O modelo Bezos
A Amazon faz 25 anos. Desde então, temos vidas mais dependentes e controladas.
GLÓRIA, GLÓRIA, aleluia e coisa e tal: completam-se 25 anos de um dos grandes momentos mais inúteis da história recente. Já tem um quarto de século a empresa que fez do homem mais rico do mundo o homem mais rico do mundo. Naquele dia de julho de 94, um tal Jeffrey Preston Jorgensen, um rapaz do Novo México na faixa dos 30 anos, que tinha optado por ser chamado de Bezos por causa do sobrenome cubano do segundo marido de sua mãe, lançou sua empresa. Tinha tido a ideia de fazer algum negócio na Internet, essa rede que crescia, e descobriu que pouca gente vendia livros por lá. Não sabia nada em especial sobre o assunto, mas achou uma boa ideia; quis chamá-la de Cadabra, como em abracadabra, até que alguém lhe disse que cheirava a defunto. Então batizou-a de Amazon, como sabemos, porque soava caudaloso e começava com A, o que a colocava no topo das listas alfabéticas.
O senhor Bezos teve uma ideia, a levou adiante e se deu bem com ela. Sua história de sucesso é um desmentido perfeito para essa gente que defende os riquíssimos dizendo que eles melhoram o mundo, que agregam. O senhor Bezos não criou nada – exceto novas formas de consumir. O que fez, em síntese, foi ir concentrando o consumo que muitos faziam em muitos lugares em um só, supostamente mais cômodo, mais barato, mais poderoso, mais intrusivo. O que fez, também, foi começar a moldar vidas mais dependentes para nós, muito mais controladas.
Há cinco anos, o senhor Bezos tinha, além da metade do mercado on-line americano e um dos jornais poderosos do mundo, 30 bilhões de dólares [mais de 112 bilhões de reais, pelo câmbio atual]; no ano passado, esse senhor tinha mais de 377 bilhões de reais; agora, ele possui 561,5 bilhões. Há algo de estranho em um mundo onde uma pessoa ganha em um ano o que 50.000 trabalhadores europeus médios recebem em toda a sua vida. Algo de estranho e algo de obsceno.
Mas a pornografia funciona, sempre funcionou, e necessita de atores. Os reis se tornaram personagens um pouco decepcionantes: não têm muito poder, alguns nem sequer têm dinheiro – e depois, se têm, preferem não ter que explicar como o conseguiram. Então os fascinantes destes tempos são os megarricos.
É curioso: alguém poderia pensar que preferíamos detestá-los. Não é difícil entender que, se alguém tiver muito, muitos terão pouco. É o que alguns amargurados chamamos de concentração da riqueza, desigualdade, essas frescuras. Que não parecem nos importar muito: desenvolvemos uma maravilhosa síndrome de Estocolmo que nos permite que fiquemos fascinados pelo que fazem aqueles que dominam o que deveria ser repartido. O que é nosso, digamos assim, só por dizer.

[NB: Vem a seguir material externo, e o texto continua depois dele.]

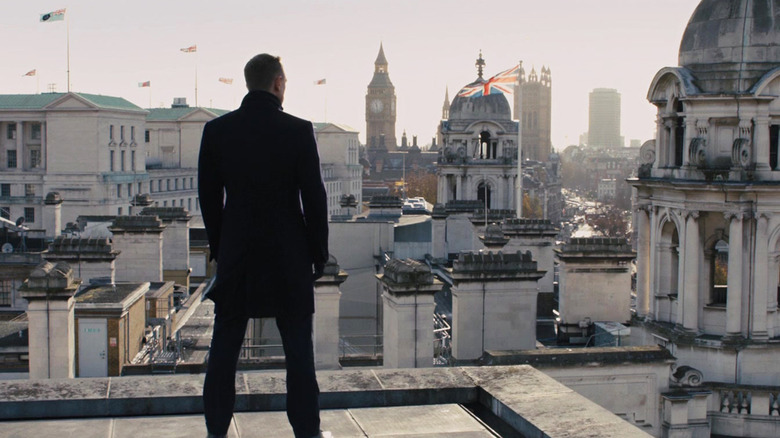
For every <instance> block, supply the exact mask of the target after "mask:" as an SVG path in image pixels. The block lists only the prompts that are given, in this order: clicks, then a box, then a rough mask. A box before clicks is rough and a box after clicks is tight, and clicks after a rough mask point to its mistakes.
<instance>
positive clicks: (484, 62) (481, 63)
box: [474, 49, 485, 79]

A síndrome funciona inclusive para incentivar certas condutas: “Porque nos serve de inspiração e porque ver casos de tanto sucesso no mundo do e-commerce pode nos motivar a lutar pelo que sempre sonhamos…”, diz um artigo como tantos, Estocolmo no talo.
Recordo uma coluna que escrevi há décadas, cheio de otimismo: vivia na Argentina e dizia que os sindicatos de esquerda deveriam levar seus trabalhadores a Punta del Este —o balneário caro da costa uruguaia— para que, ao verem aquelas mansões, aqueles carros, aqueles silicones, aqueles preços, os operários se enchessem de sacrossanta indignação de classe e reagissem. E lembro que alguém me respondeu que, se os levassem, o resultado talvez seria que muitos insistiriam em admirar e desejar esses lugares, essas vidas.
Talvez tivesse razão. Para isso servem os Bezos deste mundo: oferecem a ilusão de que você também pode ser assim. O ruim não é nem sequer que não é verdade; o pior é que convencem você de que isso é o que vale a pena querer, que essa é a meta. O negócio é redondo: se muitos querem ser como eles, eles poderão continuar sendo como são, sem parar.